**Introduction**

In this notebook we are going to do a very trivial task of finding a next odd number given a input sequence. That is, if the input sequence is 35, 37 our model should predict 39 as output. The goal of this notebook is to observe how a neural network is learning and see why choosing a right hyperparameter matters.

**Good model is all about good selection of features, number of layers, learning rate and other hyperparameter**

When we start designing a neural network system much of the task is to determine right amount of layers, the right amount to hyperparamters. There is a very little chance that we will get good results in our first attempt if we start to choose hyperpaters and number layers arbitarily. The best approach is to look at the literature and find out what people are doing. If it work for them, then it will work for us too.

When we first attempt to solve the problem of determinig a next odd number, We started randomly with 4 layer neural network. The result was terrible. If we take a copy and pencil The task of determining a next odd number is very simple such that we don't need a very deep neural network. But simple doens't mean it is alwyas easy to implement.

In this case Just a input layer and single computation layer at output is sufficient to calculate a odd number. But what will be the limit to trainset. There are infinite odd numbers both +ve and -ve. Our model will be as good as our training set is. 

Another problem will be what will be the length of input sequence. We can take only 1 number as input sequence, we can take 2, we can take 10. These things really matter because the goal is to reach to a certain number by multiplication and addition. The more numbers, the more complication. Another idea it give us is if we can take multiple number as input, then we can have multiple number as output, say input is 1, 3 and output will be 5 and 7 or anything like this.

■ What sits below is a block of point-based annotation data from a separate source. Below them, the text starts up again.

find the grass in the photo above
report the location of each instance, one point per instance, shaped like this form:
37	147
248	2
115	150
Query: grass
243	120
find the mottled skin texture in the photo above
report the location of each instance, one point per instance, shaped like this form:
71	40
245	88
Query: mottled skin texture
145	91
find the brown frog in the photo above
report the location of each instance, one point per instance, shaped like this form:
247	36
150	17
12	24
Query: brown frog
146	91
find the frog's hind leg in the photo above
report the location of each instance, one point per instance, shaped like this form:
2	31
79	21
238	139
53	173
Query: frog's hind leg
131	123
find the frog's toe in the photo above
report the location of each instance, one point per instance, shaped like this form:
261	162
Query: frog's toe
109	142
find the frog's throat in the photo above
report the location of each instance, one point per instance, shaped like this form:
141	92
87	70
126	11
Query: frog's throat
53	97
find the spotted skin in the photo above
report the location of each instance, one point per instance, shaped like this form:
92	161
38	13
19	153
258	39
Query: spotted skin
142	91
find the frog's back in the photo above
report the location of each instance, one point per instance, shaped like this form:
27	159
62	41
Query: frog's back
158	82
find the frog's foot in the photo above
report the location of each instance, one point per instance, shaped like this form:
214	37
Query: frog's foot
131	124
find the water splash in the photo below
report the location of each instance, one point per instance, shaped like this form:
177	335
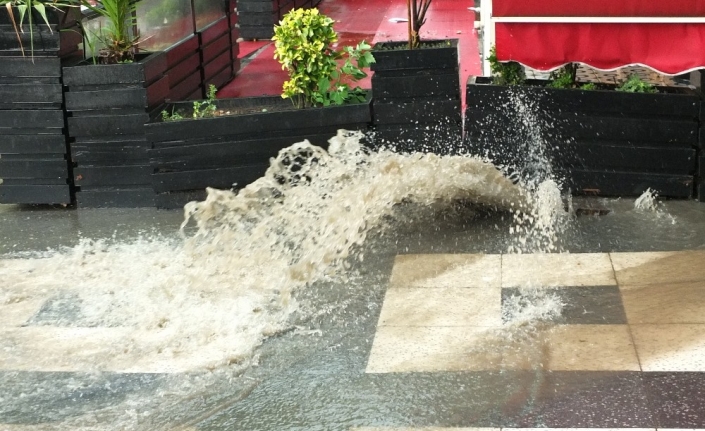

**Representation of Input Sequence**

Next problem is representation of the input sequence, we can take input sequence as 1, 3, 5 or one-hot encode them. If we have a large vocabulary then one-hot encode will be very bad as much of the task will be multiplication with 0s, so we may use embedding to select corresponding rows and sum them up to avoid the multiplication with 0s.

**Learning Rate**

The problem with gradients is they work for very small amount. So we scale down the derivative by learning rate. But if we scale down by very small value our neural net will take forever to learn and if we take large learning rate we will miss the point where error is 0. And we know the goal of a deep learning model is not to make correct prediction but to lower down the error everytime.

**Neural Network is adapting to our dataset**
Our neural net is as good as our dataset. The net is training over a training set over and over again. In the following example we train our model from 1 to 999. What will happen if we give a number beyond 999? Our neural net will do good if we provide number very close to 999, but if we select large numbers say 99999995, 99999997, our net will not do good because it has not seen this thing in its training.

In this simple excersise, I have taken a trainset from 1 to 999. I think the the good approach would be to select a very large trainset. But taking such a large trainset would take forever to train. So we may skip some sequences from the trainset. This skipped sequence may be used for testing too.

**Will this next odd number prediction will work for even numbers too?**

Interestingly Yes. The reason lies behind the weights. Because weights is what the neural net learns we can predict the behaviour of neural net in terms of weights.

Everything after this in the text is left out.